The EU needs to adopt an immigration agenda to help regions that are struggling to cope and offer migrants a safe, legal route to a better life, writes Markku Markkula.
Markku Markkula is the president of the European Committee of the Regions.
Every day many of my colleagues, who are mayors or leaders of regions in the EU, face the questions arising from the flow of migrants and refugees coming to their cities. Local and regional representatives of countries like Greece, Spain, Italy or Malta are met daily with the responsibility of providing solutions for people seeking better living conditions or even survival. Europe receives different types of migrants, from entire families to fleeing individuals. All need to have access to basic services such as water supply, education and healthcare, and be taken through the necessary procedures for asylum and relocation.
Aside from these practical issues, our local and regional authorities also face pressure from the citizens who call for concrete action and stronger measures. Our members relay these concerns at Committee of the Regions meetings and we therefore welcome the concrete steps the EU is now taking to tackle these problems arising from migration. The President of the European Commission, Jean-Claude Juncker, addressed our plenary session last week and told members he wished to bring the Union closer to its citizens. This naturally also means providing the solutions for the migration questions.
The CoR fully supports the Commission on this venture. With one migrant dying every two hours in the Mediterranean, it is our duty to resolve this question. We have always stressed the need for the EU to react to people’s needs from the bottom-up. However, we must also strengthen the voice of local and regional authorities who face the reality of migration every day. Once the solidarity mechanism between the member states is established, it will have to be implemented fairly, and regions and cities should be involved from the very beginning.
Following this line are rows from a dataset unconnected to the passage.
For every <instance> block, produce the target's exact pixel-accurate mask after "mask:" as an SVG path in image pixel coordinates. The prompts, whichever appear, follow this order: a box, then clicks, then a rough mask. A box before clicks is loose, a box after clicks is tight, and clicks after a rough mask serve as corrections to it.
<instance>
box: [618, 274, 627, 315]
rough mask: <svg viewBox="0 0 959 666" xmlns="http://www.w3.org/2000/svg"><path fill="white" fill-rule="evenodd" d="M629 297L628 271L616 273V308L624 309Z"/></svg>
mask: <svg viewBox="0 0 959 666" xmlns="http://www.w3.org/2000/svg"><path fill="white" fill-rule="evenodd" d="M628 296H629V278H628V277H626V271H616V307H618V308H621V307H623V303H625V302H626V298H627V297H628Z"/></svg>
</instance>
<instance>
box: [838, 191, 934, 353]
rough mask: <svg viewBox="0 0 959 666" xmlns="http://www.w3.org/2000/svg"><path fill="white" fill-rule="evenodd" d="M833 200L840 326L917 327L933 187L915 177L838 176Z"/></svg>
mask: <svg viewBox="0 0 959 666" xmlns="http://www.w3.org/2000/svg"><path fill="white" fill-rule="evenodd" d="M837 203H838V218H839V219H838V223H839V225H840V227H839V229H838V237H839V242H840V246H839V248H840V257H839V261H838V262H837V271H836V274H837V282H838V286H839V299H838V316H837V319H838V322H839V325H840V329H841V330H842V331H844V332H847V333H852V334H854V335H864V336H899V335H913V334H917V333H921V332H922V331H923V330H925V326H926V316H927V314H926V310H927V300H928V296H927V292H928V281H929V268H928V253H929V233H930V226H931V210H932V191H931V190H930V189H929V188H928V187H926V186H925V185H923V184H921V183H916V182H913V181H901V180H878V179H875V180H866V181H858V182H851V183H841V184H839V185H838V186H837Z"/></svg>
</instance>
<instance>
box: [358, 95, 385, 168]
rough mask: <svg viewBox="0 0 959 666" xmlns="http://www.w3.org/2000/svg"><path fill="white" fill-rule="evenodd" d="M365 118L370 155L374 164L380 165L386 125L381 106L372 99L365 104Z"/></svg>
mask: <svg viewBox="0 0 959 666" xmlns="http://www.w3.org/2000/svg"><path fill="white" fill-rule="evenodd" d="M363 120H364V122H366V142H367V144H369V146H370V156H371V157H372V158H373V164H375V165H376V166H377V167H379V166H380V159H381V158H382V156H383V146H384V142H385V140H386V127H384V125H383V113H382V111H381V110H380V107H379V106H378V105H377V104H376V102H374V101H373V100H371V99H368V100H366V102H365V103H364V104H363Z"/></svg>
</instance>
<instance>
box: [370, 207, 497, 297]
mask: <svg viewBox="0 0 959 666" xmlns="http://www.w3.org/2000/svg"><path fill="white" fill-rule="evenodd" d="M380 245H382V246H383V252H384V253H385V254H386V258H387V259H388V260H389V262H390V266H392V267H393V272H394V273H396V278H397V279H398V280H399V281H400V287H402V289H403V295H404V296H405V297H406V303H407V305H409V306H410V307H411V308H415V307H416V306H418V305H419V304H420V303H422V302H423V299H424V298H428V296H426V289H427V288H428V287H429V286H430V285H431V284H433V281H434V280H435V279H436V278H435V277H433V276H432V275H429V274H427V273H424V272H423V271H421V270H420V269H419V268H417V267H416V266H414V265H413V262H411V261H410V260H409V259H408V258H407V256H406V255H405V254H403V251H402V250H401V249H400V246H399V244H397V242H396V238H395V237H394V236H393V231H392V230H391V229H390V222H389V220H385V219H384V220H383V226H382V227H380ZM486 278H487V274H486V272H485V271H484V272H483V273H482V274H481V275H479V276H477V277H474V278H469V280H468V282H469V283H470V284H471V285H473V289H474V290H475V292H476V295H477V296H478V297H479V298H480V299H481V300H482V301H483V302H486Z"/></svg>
However, migration should not only be seen as an emergency symptom. Europe shouldn’t be closed and heartless. Migration is both a challenge and an opportunity for the EU. If on the one hand regions and towns have to cope with considerable difficulties in terms of reception and management of migrants, on the other hand the EU also needs immigrants in order to respond to demographic changes and potential labour market shortfalls.
It is crucial to engage in dialogue with the migrants’ countries of origin as well as the countries of departure. This will heighten the advantages of migration in terms of competitiveness, social and cultural enrichment and its contribution to the development of these third countries. We should create partnerships between cities and regions in the countries of origin and destination, which could include language and cultural lessons, as well as training programmes. In addition, we should create opportunities for non-EU nationals to come to Europe to work or study. To do so, it is important to speed up the adoption of visa-free regimes. All these measures would create safe and legal routes into Europe in order to prevent illegal migration.
What we can do now is help our regions and cities face the pressures arising from migration by making more resources available and by involving them in the shaping of future migration policies. This way we will make sure that together we fulfil our first and crucial duty, which is to avoid the further loss of human lives.